Türk Ocakları Kahramanmaraş şubesinin geleneksel hale getirdiği “Ocakbaşı Sohbetleri” toplantılarında, KSÜ İnsan ve Toplum Bilimleri Fakültesi Tarih Bölümü Öğretim Üyesi Doç. Dr. Ercüment YILDIRIM, “Eski Mısır’da Monarşik Yönetim Yapısı- Nil’in Tanrı Kralları”  konulu konuşmalarıyla yer aldı. 

MESDER Kahramanmaraş Edebiyat ve Sanat Derneği salonunda 11 Ocak 2024 tarihinde gerçekleşen Ocakbaşı Sohbetleri’ne konuya merak duyan çok sayıda izleyici katıldı.
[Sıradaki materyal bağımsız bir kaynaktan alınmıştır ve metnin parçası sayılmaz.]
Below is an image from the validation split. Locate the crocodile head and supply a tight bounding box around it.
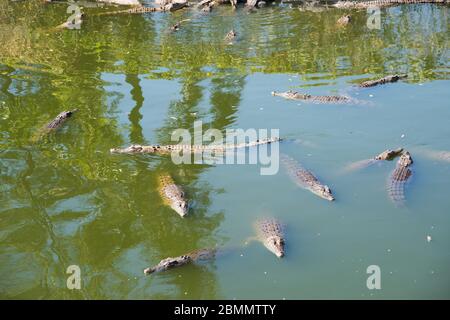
[393,73,408,80]
[264,236,284,258]
[109,145,142,153]
[312,185,334,201]
[170,198,189,217]
[398,151,413,167]
[375,148,403,160]
[144,255,191,274]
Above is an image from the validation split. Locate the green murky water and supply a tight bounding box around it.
[0,0,450,299]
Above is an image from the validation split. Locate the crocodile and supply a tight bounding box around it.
[144,218,285,275]
[94,1,188,16]
[31,109,78,143]
[46,109,78,130]
[344,148,403,173]
[225,30,237,41]
[388,151,413,204]
[272,90,353,103]
[144,248,217,274]
[280,154,334,201]
[358,74,408,88]
[336,15,352,27]
[245,0,258,8]
[255,218,285,258]
[332,0,450,9]
[158,174,189,217]
[110,137,281,154]
[170,19,191,31]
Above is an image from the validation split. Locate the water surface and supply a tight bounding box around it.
[0,1,450,299]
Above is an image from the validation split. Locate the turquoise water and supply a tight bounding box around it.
[0,1,450,299]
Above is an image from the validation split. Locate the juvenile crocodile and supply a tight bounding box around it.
[255,218,285,258]
[110,137,281,154]
[272,90,353,103]
[336,15,352,27]
[358,74,408,88]
[280,154,334,201]
[332,0,450,9]
[144,248,217,274]
[344,148,403,173]
[158,174,189,217]
[388,151,413,204]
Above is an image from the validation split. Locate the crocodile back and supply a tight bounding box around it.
[255,218,284,240]
[388,151,412,205]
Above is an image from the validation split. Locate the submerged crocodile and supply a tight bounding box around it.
[255,218,285,258]
[332,0,450,9]
[280,154,334,201]
[110,137,281,154]
[46,109,78,130]
[358,74,408,88]
[144,248,217,274]
[158,174,189,217]
[225,30,237,41]
[170,19,191,31]
[344,148,403,173]
[388,151,413,204]
[272,90,353,103]
[336,15,352,27]
[144,218,285,274]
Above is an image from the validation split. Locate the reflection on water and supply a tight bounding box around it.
[0,0,450,299]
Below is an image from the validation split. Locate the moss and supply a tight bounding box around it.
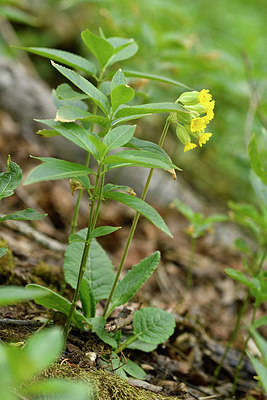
[0,239,15,285]
[43,364,186,400]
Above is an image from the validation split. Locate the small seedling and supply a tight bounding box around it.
[11,29,218,373]
[170,199,228,290]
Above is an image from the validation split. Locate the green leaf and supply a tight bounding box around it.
[248,134,267,185]
[105,191,172,237]
[253,315,267,328]
[0,286,47,306]
[249,170,267,208]
[64,229,115,301]
[52,62,110,115]
[8,327,63,384]
[87,317,117,348]
[90,226,121,238]
[0,208,47,222]
[110,251,160,311]
[125,137,174,160]
[248,354,267,394]
[110,114,151,127]
[103,125,136,154]
[105,150,179,171]
[26,284,87,329]
[36,129,59,137]
[122,359,146,380]
[56,83,88,101]
[22,378,91,400]
[55,105,109,128]
[235,238,253,256]
[0,247,8,258]
[249,326,267,368]
[81,29,114,69]
[0,5,39,27]
[79,278,96,318]
[123,70,192,90]
[133,307,175,344]
[115,103,188,118]
[224,268,252,288]
[107,37,138,67]
[16,46,96,77]
[24,157,93,185]
[126,336,158,353]
[110,69,127,91]
[110,85,134,112]
[0,156,22,200]
[38,119,105,159]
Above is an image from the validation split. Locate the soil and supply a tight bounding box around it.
[0,114,266,400]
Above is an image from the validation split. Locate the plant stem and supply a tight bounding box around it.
[114,335,138,354]
[213,294,249,386]
[64,163,104,344]
[186,236,197,291]
[71,71,104,233]
[232,306,259,397]
[103,116,171,318]
[71,152,93,234]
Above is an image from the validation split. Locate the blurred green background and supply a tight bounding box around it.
[0,0,267,201]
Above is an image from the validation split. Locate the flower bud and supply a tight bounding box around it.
[186,103,206,115]
[176,124,191,145]
[178,90,199,106]
[176,111,195,124]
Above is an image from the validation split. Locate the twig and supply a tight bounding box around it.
[0,318,46,327]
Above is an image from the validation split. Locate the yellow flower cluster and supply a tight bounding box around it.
[176,89,215,152]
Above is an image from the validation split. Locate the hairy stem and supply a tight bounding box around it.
[103,116,171,318]
[186,237,197,291]
[64,163,104,343]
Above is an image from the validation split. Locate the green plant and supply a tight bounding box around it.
[0,328,93,400]
[170,199,228,290]
[14,29,217,373]
[214,135,267,393]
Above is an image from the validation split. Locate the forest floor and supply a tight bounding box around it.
[0,116,266,400]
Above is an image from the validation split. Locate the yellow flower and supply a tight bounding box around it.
[199,132,212,147]
[198,89,212,107]
[184,142,197,153]
[190,116,207,132]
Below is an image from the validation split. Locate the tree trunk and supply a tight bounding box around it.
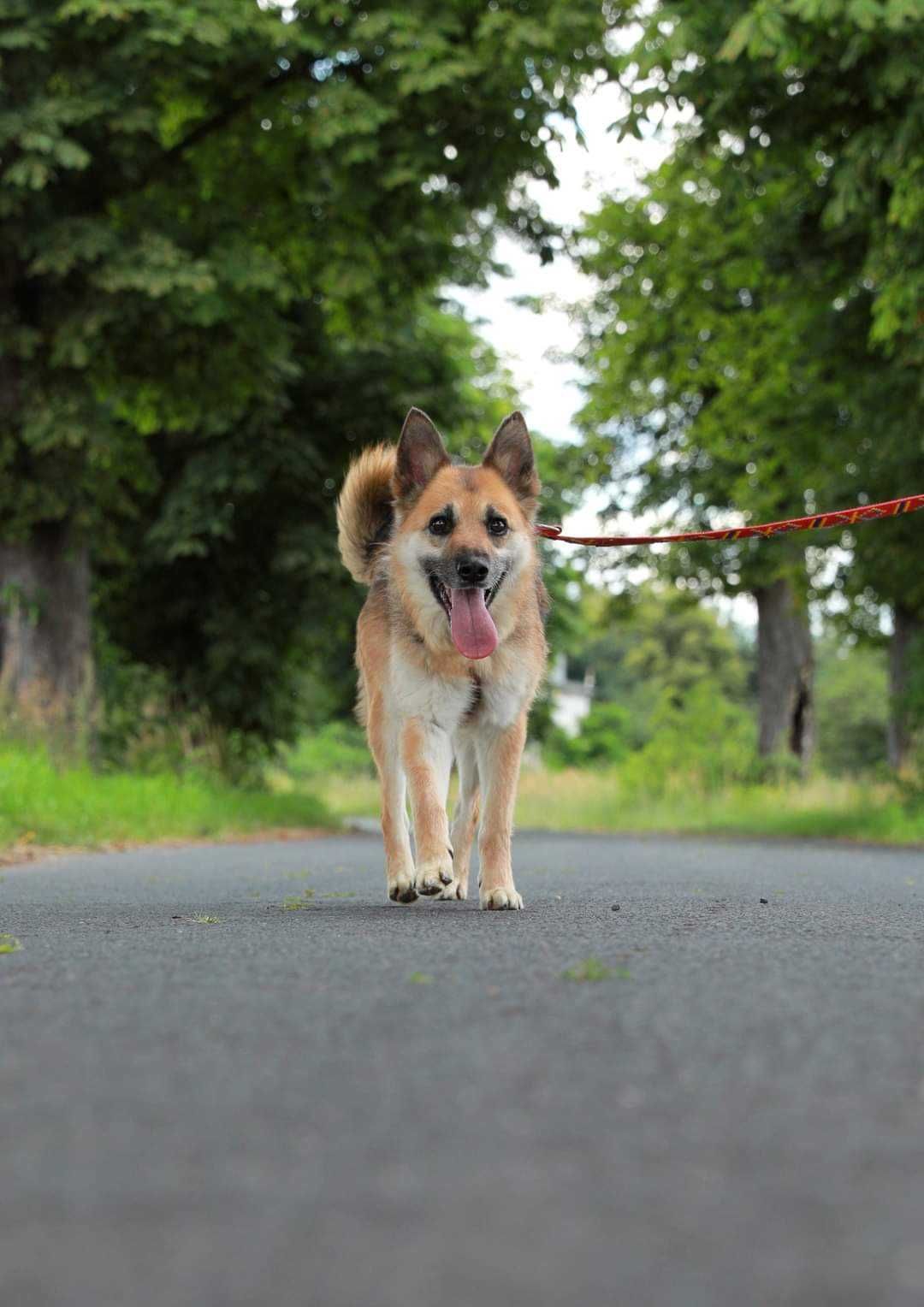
[0,523,92,741]
[886,604,924,772]
[754,579,814,763]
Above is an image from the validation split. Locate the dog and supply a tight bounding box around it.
[337,408,549,909]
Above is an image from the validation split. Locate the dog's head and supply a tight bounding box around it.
[392,409,540,659]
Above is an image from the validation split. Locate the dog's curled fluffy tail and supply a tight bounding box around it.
[337,445,397,586]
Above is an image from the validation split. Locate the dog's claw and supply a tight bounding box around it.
[414,857,453,898]
[478,886,523,913]
[388,874,417,903]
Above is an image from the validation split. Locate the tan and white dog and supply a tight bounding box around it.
[337,409,548,908]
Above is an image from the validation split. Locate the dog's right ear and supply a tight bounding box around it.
[394,409,449,500]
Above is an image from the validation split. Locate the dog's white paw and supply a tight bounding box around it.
[436,881,468,902]
[388,872,417,903]
[478,884,523,913]
[414,849,455,898]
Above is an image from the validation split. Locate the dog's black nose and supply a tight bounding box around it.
[456,554,489,586]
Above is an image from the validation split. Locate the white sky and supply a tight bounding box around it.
[453,82,755,626]
[456,82,666,459]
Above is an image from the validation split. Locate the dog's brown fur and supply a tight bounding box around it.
[337,409,548,908]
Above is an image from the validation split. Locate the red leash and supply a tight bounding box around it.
[536,494,924,547]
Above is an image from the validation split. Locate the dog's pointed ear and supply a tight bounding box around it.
[483,413,541,514]
[394,409,449,500]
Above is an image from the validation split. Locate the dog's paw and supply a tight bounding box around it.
[478,884,523,913]
[414,851,455,898]
[436,881,468,903]
[388,872,417,903]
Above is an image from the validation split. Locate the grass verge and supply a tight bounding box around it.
[0,743,334,851]
[306,768,924,844]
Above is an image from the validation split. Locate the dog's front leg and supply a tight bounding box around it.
[401,718,453,894]
[367,694,417,903]
[477,713,527,908]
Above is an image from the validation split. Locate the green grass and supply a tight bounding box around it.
[305,768,924,844]
[0,743,332,849]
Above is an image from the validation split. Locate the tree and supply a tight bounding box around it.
[585,0,924,753]
[0,0,622,738]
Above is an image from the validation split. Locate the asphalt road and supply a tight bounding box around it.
[0,835,924,1307]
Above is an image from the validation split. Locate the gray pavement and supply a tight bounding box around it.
[0,835,924,1307]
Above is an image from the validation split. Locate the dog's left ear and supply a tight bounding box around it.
[483,413,541,517]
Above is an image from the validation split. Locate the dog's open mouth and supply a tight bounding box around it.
[430,572,506,659]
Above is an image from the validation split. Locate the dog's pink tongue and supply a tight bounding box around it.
[449,589,498,658]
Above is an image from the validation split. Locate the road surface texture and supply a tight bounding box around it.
[0,835,924,1307]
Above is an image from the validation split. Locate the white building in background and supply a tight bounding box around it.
[549,654,594,740]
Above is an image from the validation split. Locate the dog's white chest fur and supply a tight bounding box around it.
[391,654,533,735]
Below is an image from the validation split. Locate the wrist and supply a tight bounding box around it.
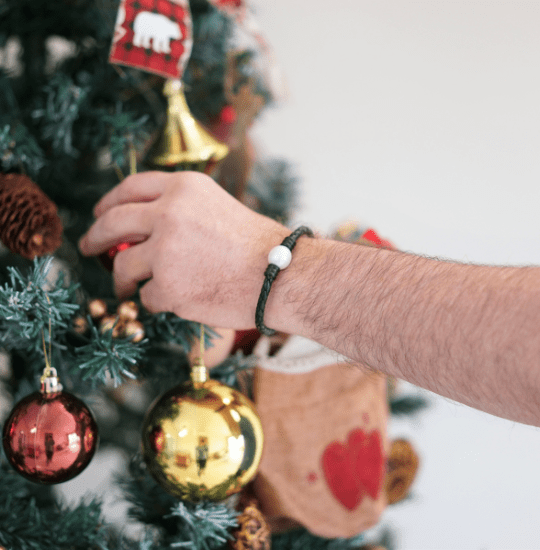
[264,235,326,336]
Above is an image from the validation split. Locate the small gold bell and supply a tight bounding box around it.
[147,79,229,172]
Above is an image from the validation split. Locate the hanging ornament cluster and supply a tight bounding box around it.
[0,174,62,260]
[142,328,263,501]
[74,298,145,343]
[229,498,271,550]
[3,365,98,484]
[385,439,420,504]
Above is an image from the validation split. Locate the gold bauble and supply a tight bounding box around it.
[116,301,139,321]
[122,320,144,344]
[142,367,263,501]
[147,80,229,172]
[88,298,107,321]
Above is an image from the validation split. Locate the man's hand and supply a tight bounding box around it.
[79,172,289,328]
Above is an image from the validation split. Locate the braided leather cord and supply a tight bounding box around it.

Türk Ocakları Kahramanmaraş şubesi Hars Heyeti Başkanı Prof. Dr. İbrahim SOLAK kısa selamlama konuşmaları ardından,  program konuşmacısı Doç. Dr. Ercüment YILDIRIM katılımcılara teşekkür ederek; “ Öncelikle belirtmek isterim ki bu çalışma, genel bir Mısır tarihi olmayıp, eskiçağdaki Mısır toplumunun yönetim anlayışının bin­yıllar içerisinde geçirdiği değişimi açıklamayı amaçlamaktadır” diyerek sözlerine başladı.

“NİL’İN TANRI KRALLARI”

“Bu amaçtan hareketle günümüze ulaşmış olan, kral yıllıkları, yazıtlar, ilahiler, mitoslar ve inanca dair metinler incelenerek Mısır’daki yönetimin doğası anlanarak aktarılmaya çalışılmıştır. Bu anlama aktarma çabasında ise Mısır yönetim anlayışının temelde dün­yevi yaşantının bir yansıması olsa dahi metafiziksel kabulleniş ile şekillendirilmiş olduğu görülmüştür. Tarımsal getiri üzerine inşa edilmiş olan Mısır ekonomisinde üretim, toprağın varlığına ve iş­gücünün devamlılığına bağlı olarak gelişmiş; toprağın mülkiyet hakkı tanrılara, yönetmesi krala, kiracı vasfıyla işlemesi ise halka bırakılmışken, insanlar yönetim sisteminin devamlılığı ölçüsünde yaşamlarını refah içerisinde sürdürebilmişlerdir.”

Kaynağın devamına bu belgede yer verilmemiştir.